User Guide
Capturing Live Network Data
55
4.5.6. Buttons
Once you have set the values you desire and have selected the options you need, simply click on Start to
commence the capture, or Cancel to cancel the capture.
If you start a capture, Wireshark allows you to stop capturing when you have enough packets captured,
for details see Section 4.11, “While a Capture is running ...”.
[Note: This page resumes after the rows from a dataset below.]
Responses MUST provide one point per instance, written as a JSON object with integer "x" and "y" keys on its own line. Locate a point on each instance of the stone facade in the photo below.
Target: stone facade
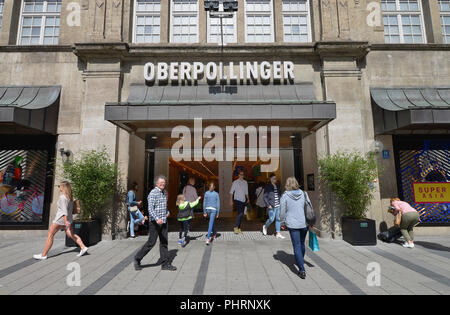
{"x": 96, "y": 62}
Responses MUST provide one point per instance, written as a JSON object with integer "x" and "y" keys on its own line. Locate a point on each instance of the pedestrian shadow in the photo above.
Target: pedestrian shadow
{"x": 172, "y": 255}
{"x": 289, "y": 260}
{"x": 193, "y": 238}
{"x": 433, "y": 246}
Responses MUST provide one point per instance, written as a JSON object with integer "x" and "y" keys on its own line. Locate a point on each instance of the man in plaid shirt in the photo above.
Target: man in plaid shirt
{"x": 158, "y": 213}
4.6. The "Remote Capture Interfaces" dialog
box
Besides doing capture on local interfaces Wireshark is capable of reaching out across the network to a so
called capture daemon or service processes to receive captured data from.
Microsoft Windows only
This dialog and capability is only available on Microsoft Windows. On Linux/Unix you can
achieve the same effect (securely) through an SSH tunnel.
The Remote Packet Capture Protocol service must first be running on the target platform before Wireshark
can connect to it. The easiest way is to install WinPcap from http://www.winpcap.org/install/default.htm
on the target. Once installation is completed go to the Services control panel, find the Remote Packet
Capture Protocol service and start it.
Note
Make sure you have outside access to port 2002 on the target platform. This is the port where
the Remote Packet Capture Protocol service can be reached, by default.
To access the Remote Capture Interfaces dialog use the Interfaces dropdown list on the "Capture Options"
dialog, see Figure 4.3, “The "Capture Options" dialog box”, and select "Remote...".